En la misma calle del improvisado agro que sobrevive bajo la “estática milagrosa” de un inmueble apuntalado, han abierto otra venduta a toda carrera, donde el arroz brasileño se vende a granel a 290 pesos la libra.
Silvia se muestra indulgente con la calidad del cereal. “Es verdad que está algo sucio, sobre todo tiene como unas bolitas negras (tal vez impurezas vegetales o granos quemados durante el proceso de secado), que no sé qué diablos será y que el puestero tampoco me supo decir”, comenta a otra vecina a la que le ha “dado la luz” del precio. De cualquier manera, se va bien oronda para su casa, donde su nieto, que pronto llegará de la escuela, “siempre hambriento” espera el almuerzo. “Yo digo As good as it gets, (Mejor imposible) como la película que me encanta de [Jack] Nicholson”, suelta, perdiéndose por el angosto pasillo que lleva hasta su apartamento.

¿La cifra “mágica”?
No es la primera vez que la prensa oficial dedica páginas al plan de las 200 mil hectáreas, que ni de lejos es una cifra “mágica” para satisfacer la demanda. De no haber contratiempos mayores, con esa superficie podrían obtenerse unas 182 600 toneladas del cereal, es decir, 30 % de la demanda interna.

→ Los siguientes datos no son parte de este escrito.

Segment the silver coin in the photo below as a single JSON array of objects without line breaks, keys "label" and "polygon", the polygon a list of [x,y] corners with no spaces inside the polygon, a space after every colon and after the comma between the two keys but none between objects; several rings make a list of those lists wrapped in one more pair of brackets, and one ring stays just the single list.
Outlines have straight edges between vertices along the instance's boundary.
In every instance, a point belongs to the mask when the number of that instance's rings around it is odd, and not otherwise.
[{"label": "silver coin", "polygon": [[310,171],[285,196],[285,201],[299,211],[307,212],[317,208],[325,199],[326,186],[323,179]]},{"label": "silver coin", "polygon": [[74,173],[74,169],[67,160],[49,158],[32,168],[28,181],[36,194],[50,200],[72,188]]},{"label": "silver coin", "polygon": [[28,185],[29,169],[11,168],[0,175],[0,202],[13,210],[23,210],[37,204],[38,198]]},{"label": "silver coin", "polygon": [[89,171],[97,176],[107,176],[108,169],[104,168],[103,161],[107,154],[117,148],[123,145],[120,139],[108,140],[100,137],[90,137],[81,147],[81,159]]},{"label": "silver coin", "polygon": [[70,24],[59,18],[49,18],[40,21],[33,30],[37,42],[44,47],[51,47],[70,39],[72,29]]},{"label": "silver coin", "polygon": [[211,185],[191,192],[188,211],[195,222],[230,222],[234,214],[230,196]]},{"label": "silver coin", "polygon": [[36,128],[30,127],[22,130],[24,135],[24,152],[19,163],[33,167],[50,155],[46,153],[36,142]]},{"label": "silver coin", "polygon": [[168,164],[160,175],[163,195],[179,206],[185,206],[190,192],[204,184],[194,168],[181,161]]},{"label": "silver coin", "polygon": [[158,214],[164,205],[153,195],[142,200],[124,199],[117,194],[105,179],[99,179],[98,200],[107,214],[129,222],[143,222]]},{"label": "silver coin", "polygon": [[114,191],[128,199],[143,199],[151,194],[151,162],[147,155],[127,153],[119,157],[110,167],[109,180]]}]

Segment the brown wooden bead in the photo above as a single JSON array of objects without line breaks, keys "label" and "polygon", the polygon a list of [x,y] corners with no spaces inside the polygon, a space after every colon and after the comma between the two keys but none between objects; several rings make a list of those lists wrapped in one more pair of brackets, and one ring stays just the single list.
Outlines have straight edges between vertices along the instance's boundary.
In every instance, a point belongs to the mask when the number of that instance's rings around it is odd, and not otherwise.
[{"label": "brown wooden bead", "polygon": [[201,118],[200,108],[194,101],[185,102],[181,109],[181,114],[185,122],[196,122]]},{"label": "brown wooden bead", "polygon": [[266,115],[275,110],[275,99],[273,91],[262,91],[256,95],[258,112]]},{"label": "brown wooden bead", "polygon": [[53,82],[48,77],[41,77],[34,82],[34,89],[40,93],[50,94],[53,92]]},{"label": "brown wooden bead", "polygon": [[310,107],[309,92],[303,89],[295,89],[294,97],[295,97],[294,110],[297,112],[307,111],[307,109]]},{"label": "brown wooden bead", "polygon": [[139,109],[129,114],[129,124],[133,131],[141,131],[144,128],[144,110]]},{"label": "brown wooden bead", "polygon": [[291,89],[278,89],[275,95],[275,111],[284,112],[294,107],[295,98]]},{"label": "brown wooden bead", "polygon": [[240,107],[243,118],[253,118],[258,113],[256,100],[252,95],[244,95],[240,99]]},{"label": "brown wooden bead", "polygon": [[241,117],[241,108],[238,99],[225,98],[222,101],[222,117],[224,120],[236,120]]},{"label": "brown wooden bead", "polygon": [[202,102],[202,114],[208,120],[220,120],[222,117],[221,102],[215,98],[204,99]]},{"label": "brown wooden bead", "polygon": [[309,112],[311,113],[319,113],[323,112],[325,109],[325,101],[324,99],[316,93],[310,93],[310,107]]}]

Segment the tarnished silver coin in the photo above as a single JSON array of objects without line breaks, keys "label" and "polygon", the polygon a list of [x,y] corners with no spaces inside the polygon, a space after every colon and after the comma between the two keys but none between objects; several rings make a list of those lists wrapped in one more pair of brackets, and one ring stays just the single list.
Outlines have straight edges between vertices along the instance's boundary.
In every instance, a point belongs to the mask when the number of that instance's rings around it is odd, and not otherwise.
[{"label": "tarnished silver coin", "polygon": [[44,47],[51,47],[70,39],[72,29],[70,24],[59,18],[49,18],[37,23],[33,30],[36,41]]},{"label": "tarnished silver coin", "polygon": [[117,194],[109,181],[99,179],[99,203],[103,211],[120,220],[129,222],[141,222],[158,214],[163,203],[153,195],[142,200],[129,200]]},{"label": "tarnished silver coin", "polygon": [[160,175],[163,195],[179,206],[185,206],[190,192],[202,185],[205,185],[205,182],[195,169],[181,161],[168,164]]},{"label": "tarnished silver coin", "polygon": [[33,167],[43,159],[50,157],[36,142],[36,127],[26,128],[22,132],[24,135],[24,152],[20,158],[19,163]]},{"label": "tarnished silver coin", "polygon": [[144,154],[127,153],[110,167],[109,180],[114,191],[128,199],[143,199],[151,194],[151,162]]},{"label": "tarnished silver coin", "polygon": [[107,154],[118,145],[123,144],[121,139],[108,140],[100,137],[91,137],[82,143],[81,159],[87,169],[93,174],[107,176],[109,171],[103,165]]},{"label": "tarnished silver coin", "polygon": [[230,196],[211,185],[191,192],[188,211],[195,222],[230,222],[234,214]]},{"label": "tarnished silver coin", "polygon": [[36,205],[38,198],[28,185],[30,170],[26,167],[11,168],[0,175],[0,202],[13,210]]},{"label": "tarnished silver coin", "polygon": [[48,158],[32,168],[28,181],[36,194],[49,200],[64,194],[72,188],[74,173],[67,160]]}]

Claro está, esto es una estimación matemática: en la práctica, factores como calidad del suelo, disponibilidad de insumos (¡combustible, entre ellos!), clima y tecnología pueden hacer que el rendimiento sea mayor o menor.
El programa arrocero cubano se ha convertido en una de las obsesiones razonables de la estrategia nacional para alcanzar la soberanía alimentaria, para muchos una meta anclada —otra de tantas— en el horizonte inatrapable de las ficciones políticas.
Según el ingeniero Israel Lugo Hernández, especialista principal del Grupo Empresarial Agrícola (GAG), este año se prevé la siembra de 200 mil hectáreas de arroz, distribuidas en 61 035 hectáreas en la campaña de frío y 138 965 en la de primavera.
En 2025, el país logró sembrar 122 990 hectáreas, superando las 100 mil inicialmente previstas. El resultado fue una producción de 111 528 toneladas de arroz, destinadas al Ministerio de Comercio Interior, mercados agropecuarios, turismo, insumos productivos y semilla. “Estaban comprometidas con producir 97 685 toneladas y se alcanzaron 111 528”, precisó Lugo Hernández en una nota ampliada que el periódico Granma publicó esta semana.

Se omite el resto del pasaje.